Luc Brunet, professeur titulaire en psychologie du travail et des organisations à l’Université de Montréal, pense spontanément aux travaux de Hans Selye, pionnier des études sur le stress. «Il disait qu’on vit tous du stress négatif, donc de la détresse, mais que si on vit plus de bien-être, on est correct, explique-t-il. Tout est une question d’équilibre.»

Or, bien des gens travaillent maintenant seuls de la maison, et l’humain est un être social. Luc Brunet note qu’il est plus facile de discuter de façon informelle, d’échanger des trucs du métier et de développer des amitiés professionnelles lorsque tout le monde est au bureau. «Pour les gens mal entourés par la famille et qui ont peu d’amis, la situation est très difficile en télétravail, parce qu’ils sont vraiment isolés», fait-il remarquer.

Réduire la détresse, augmenter le bien-être

Pour diminuer la détresse, le professeur indique qu’il faut réduire les exigences. «Si on demande toujours énormément de travail en très peu de temps, c’est certain que le niveau de détresse sera élevé, soutient-il. Même chose si les employés n’ont pas droit à l’erreur.»

Pour influer sur le niveau de bien-être, et donc de l’engagement de l’employé au travail, Luc Brunet précise qu’il faut agir sur trois besoins psychologiques : sentir qu’on a les compétences pour faire le travail demandé, qu’on dispose d’autonomie et qu’on a de l’affiliation sociale (en d’autres mots : le soutien de ses collègues et de ses gestionnaires).

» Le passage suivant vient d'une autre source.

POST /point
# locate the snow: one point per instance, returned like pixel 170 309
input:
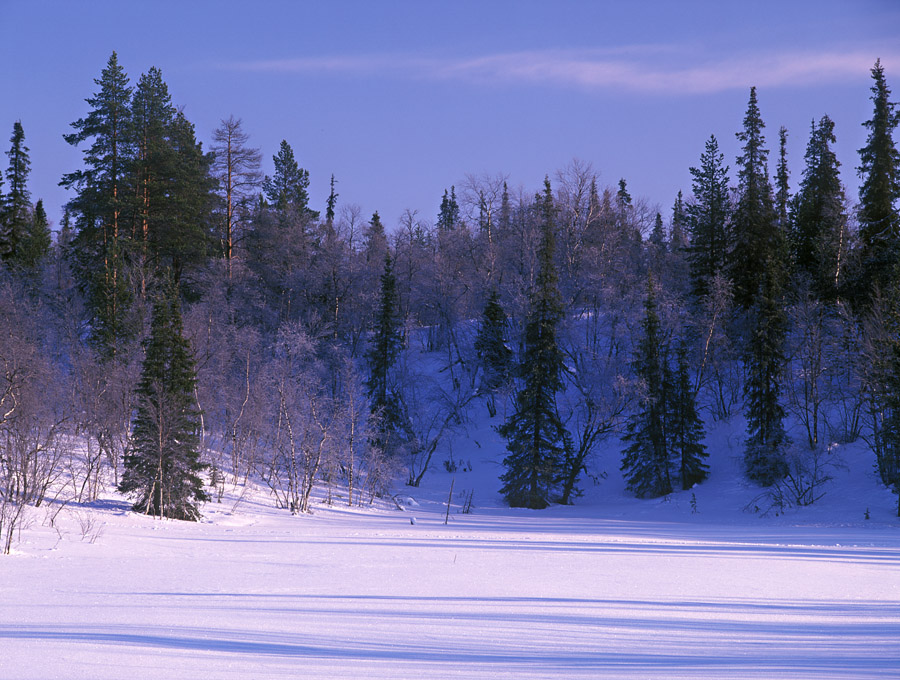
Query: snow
pixel 613 587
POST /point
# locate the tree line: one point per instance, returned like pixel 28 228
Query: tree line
pixel 196 323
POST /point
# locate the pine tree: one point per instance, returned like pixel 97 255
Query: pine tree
pixel 494 354
pixel 36 241
pixel 174 194
pixel 381 357
pixel 99 207
pixel 534 433
pixel 685 428
pixel 163 466
pixel 448 217
pixel 757 236
pixel 288 189
pixel 645 461
pixel 764 457
pixel 330 205
pixel 879 218
pixel 236 166
pixel 818 220
pixel 15 216
pixel 678 239
pixel 708 217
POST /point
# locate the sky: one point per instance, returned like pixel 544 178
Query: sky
pixel 401 100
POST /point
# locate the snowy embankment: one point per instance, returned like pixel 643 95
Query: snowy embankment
pixel 613 587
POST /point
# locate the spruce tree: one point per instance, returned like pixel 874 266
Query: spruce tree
pixel 879 218
pixel 708 217
pixel 163 466
pixel 684 430
pixel 494 354
pixel 764 452
pixel 534 433
pixel 36 241
pixel 678 239
pixel 15 215
pixel 381 357
pixel 645 461
pixel 103 191
pixel 287 190
pixel 782 182
pixel 757 236
pixel 818 220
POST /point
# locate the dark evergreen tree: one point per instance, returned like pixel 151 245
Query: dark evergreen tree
pixel 645 461
pixel 288 189
pixel 708 217
pixel 658 234
pixel 236 167
pixel 384 350
pixel 375 240
pixel 15 215
pixel 448 217
pixel 764 453
pixel 163 466
pixel 494 354
pixel 534 433
pixel 99 206
pixel 818 220
pixel 782 182
pixel 888 448
pixel 879 219
pixel 174 197
pixel 37 240
pixel 678 239
pixel 684 430
pixel 757 236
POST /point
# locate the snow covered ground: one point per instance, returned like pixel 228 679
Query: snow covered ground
pixel 613 587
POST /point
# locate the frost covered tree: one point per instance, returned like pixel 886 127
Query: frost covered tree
pixel 534 434
pixel 163 466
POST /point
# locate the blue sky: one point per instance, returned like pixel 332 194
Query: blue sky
pixel 401 100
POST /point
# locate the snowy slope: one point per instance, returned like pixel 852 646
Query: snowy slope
pixel 614 587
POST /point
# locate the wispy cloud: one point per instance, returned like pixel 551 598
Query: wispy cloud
pixel 647 69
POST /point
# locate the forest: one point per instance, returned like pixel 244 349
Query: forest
pixel 195 323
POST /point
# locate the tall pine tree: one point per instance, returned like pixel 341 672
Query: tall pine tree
pixel 534 433
pixel 382 355
pixel 102 194
pixel 15 216
pixel 757 236
pixel 163 466
pixel 708 217
pixel 764 452
pixel 685 428
pixel 645 461
pixel 818 221
pixel 494 354
pixel 879 218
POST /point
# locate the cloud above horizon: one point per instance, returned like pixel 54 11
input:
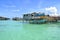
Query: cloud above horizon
pixel 53 11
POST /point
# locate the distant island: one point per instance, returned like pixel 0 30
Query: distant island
pixel 4 18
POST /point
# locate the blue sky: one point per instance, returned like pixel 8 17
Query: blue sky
pixel 16 8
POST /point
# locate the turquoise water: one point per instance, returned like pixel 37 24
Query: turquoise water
pixel 16 30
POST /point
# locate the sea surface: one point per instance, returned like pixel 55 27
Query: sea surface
pixel 18 30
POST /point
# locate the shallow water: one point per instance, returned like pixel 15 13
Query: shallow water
pixel 16 30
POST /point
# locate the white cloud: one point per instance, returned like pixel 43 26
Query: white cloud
pixel 53 11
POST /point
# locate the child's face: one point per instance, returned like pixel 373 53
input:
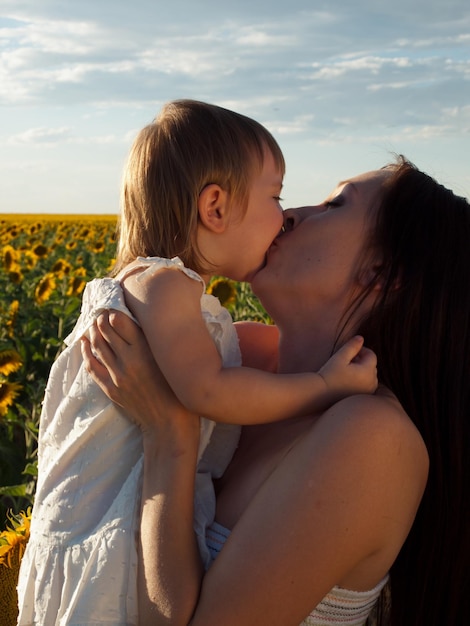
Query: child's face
pixel 249 237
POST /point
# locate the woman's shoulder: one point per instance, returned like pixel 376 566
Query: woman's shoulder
pixel 378 437
pixel 258 344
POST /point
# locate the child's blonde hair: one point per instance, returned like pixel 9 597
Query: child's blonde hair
pixel 187 147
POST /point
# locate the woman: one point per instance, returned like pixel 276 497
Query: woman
pixel 319 509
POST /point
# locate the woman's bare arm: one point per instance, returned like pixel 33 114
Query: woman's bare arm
pixel 335 511
pixel 167 306
pixel 170 439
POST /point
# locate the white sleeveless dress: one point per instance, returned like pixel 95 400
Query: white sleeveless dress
pixel 80 565
pixel 340 607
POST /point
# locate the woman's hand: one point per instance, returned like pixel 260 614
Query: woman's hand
pixel 119 360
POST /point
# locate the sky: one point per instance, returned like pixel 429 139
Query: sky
pixel 341 85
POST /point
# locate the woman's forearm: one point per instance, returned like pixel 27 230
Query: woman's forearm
pixel 170 569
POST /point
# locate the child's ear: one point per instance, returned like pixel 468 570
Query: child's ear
pixel 213 208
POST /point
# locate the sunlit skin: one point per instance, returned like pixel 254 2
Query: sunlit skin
pixel 239 249
pixel 304 498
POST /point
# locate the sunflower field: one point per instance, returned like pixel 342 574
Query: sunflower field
pixel 45 263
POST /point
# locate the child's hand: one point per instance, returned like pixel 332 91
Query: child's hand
pixel 351 370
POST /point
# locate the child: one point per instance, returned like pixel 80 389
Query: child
pixel 200 197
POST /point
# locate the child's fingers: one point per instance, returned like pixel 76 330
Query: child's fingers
pixel 351 349
pixel 123 326
pixel 97 371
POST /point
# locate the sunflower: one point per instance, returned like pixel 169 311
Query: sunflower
pixel 8 393
pixel 10 258
pixel 44 289
pixel 224 290
pixel 29 259
pixel 10 361
pixel 76 286
pixel 61 268
pixel 40 250
pixel 12 315
pixel 13 542
pixel 15 275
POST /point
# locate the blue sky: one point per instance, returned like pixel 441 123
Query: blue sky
pixel 340 84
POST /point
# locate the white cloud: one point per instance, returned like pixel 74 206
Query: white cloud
pixel 83 76
pixel 42 135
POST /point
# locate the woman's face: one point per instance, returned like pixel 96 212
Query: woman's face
pixel 316 259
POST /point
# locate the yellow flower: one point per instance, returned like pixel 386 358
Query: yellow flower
pixel 61 268
pixel 76 286
pixel 10 361
pixel 12 546
pixel 12 315
pixel 30 259
pixel 224 290
pixel 15 275
pixel 44 289
pixel 40 250
pixel 10 258
pixel 8 393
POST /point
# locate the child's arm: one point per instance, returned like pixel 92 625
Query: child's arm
pixel 167 306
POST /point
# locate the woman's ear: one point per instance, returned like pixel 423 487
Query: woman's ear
pixel 373 275
pixel 213 208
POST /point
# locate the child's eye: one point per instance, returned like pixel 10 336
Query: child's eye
pixel 333 202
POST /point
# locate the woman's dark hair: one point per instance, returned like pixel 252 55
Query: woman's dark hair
pixel 420 331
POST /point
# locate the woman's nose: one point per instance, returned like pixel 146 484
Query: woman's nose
pixel 293 217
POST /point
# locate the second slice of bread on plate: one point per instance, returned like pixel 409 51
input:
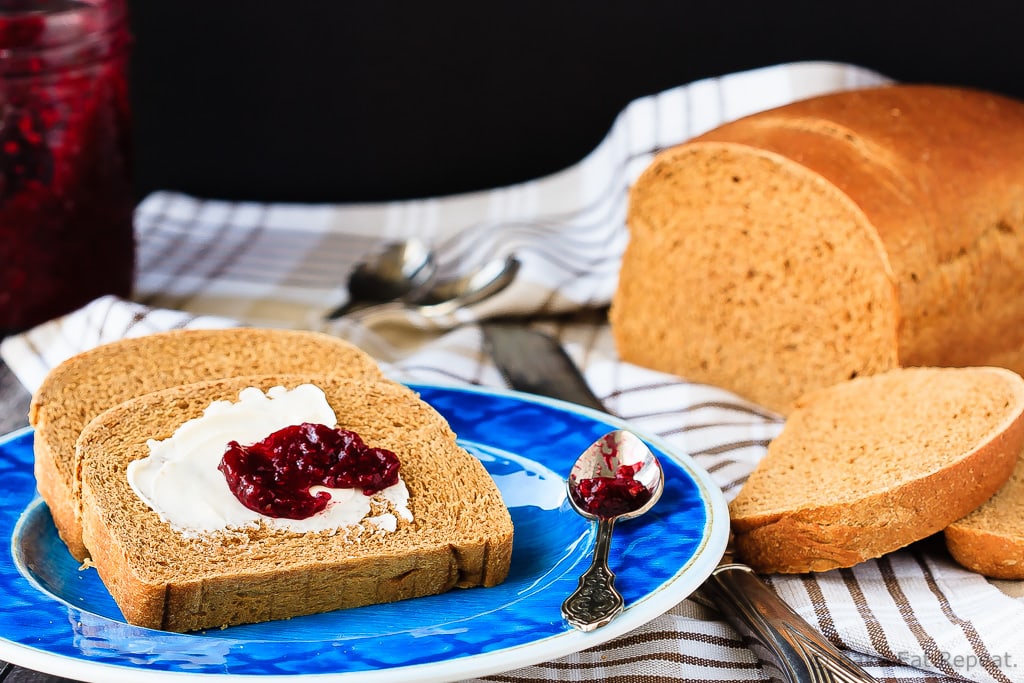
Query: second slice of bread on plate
pixel 87 384
pixel 871 465
pixel 460 535
pixel 990 540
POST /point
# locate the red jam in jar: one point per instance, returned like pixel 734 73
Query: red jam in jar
pixel 607 497
pixel 66 191
pixel 273 476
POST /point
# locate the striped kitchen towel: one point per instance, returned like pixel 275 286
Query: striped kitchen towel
pixel 912 615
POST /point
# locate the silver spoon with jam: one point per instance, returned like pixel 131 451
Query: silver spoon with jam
pixel 617 477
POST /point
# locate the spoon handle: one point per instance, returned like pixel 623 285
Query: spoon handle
pixel 596 601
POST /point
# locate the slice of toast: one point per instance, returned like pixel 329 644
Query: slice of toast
pixel 870 465
pixel 990 540
pixel 460 536
pixel 87 384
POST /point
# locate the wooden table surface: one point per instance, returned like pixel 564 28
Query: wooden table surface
pixel 13 415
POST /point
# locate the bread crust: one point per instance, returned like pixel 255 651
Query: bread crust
pixel 990 540
pixel 461 534
pixel 857 527
pixel 87 384
pixel 750 220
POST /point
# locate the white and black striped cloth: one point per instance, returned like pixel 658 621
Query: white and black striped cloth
pixel 912 615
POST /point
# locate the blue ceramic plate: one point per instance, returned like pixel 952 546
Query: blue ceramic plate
pixel 59 619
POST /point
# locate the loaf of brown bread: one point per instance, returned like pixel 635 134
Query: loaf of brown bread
pixel 990 540
pixel 873 464
pixel 87 384
pixel 460 536
pixel 828 239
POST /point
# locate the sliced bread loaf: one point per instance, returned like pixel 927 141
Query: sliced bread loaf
pixel 870 465
pixel 87 384
pixel 990 540
pixel 461 532
pixel 832 238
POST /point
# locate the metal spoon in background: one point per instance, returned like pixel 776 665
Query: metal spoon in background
pixel 616 477
pixel 446 297
pixel 401 271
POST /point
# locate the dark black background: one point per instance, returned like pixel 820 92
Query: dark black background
pixel 343 101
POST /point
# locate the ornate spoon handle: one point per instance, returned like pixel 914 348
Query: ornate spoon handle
pixel 596 601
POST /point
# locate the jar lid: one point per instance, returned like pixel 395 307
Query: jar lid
pixel 42 35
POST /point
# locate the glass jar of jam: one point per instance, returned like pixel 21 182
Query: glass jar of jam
pixel 66 193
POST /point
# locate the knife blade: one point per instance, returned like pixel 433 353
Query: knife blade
pixel 790 649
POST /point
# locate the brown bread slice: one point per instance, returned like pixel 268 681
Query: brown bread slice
pixel 87 384
pixel 990 540
pixel 461 534
pixel 870 465
pixel 828 239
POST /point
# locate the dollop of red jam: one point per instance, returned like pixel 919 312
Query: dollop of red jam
pixel 610 496
pixel 273 476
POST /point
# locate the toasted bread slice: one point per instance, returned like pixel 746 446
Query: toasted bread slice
pixel 990 540
pixel 460 536
pixel 870 465
pixel 87 384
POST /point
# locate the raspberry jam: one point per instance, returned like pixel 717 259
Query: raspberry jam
pixel 273 476
pixel 66 193
pixel 611 496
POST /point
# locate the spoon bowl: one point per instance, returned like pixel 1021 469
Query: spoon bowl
pixel 617 477
pixel 400 271
pixel 445 297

«Ces besoins sont les mêmes pour tout le monde, mais les façons de les satisfaire varient d’une personne à l’autre», nuance Jacques Forest, psychologue et professeur à l’École des sciences de la gestion (ESG) de l’Université du Québec à Montréal (UQAM).

Que faire pour savoir quelles sont les meilleures stratégies pour combler ces besoins auprès de ses employés? «Le mieux est de le leur demander, affirme M. Forest. Depuis le début de la pandémie, plusieurs employeurs utilisent des plateformes pour sonder leur personnel afin de mesurer son niveau d’engagement et de savoir ce dont il a besoin pour être mieux au travail.»

Instaurer des mesures inclusives

En plus des préférences de chacun, il faut considérer les personnes neuroatypiques dans les milieux de travail. Elles sont nombreuses, comme le souligne Isabelle Auclair, une conseillère en ressources humaines agréée qui s’est beaucoup intéressée à l’intégration de ces employés.

«Au Canada, la prévalence du trouble du déficit de l’attention avec ou sans hyperactivité était évaluée à plus de 7% chez les 18 à 34 ans en 2015, et pour ce qui est du trouble du spectre de l’autisme, il était de 1,6% au Québec, détaille-t-elle. Puis les troubles d’apprentissage ont une prévalence pouvant aller jusqu’à près de 20%, selon certains auteurs.»

Si certaines personnes neuroatypiques parlent de leur situation à leur gestionnaire, d’autres se taisent. «Lorsqu’on sent une ouverture chez son superviseur, c’est plus facile d’en parler, fait valoir Mme Auclair. Mais c’est déjà un grand pas lorsque l’employeur reconnaît cette diversité; il peut alors mettre en place des mesures d’inclusion qui bénéficieront à tous, mais encore plus aux neuroatypiques.»

Elle mentionne par exemple une entreprise optant pour des espaces de travail partagés dans une aire ouverte qui prévoit aussi de petites bulles où les gens peuvent s’installer pour être moins dérangés.

C’est la même chose pour le télétravail ou les horaires flexibles. «On ne peut pas donner des privilèges aux parents, dit Jacques Forest. Toutefois, on peut donner des choix qui respectent certaines règles pour permettre aux gens de mieux concilier leur travail avec le reste de leur vie.»

Pour savoir si une mesure fonctionne, il faut avoir un objectif clair, puis évaluer la situation, avant et après son implantation. «Par exemple, on peut analyser la qualité de la motivation des employés et le taux d’absentéisme, indique M. Forest. Plusieurs entreprises continuent d’avancer dans le brouillard. Or, pour s’améliorer, il faut savoir ce qui marche et ce qui ne marche pas.»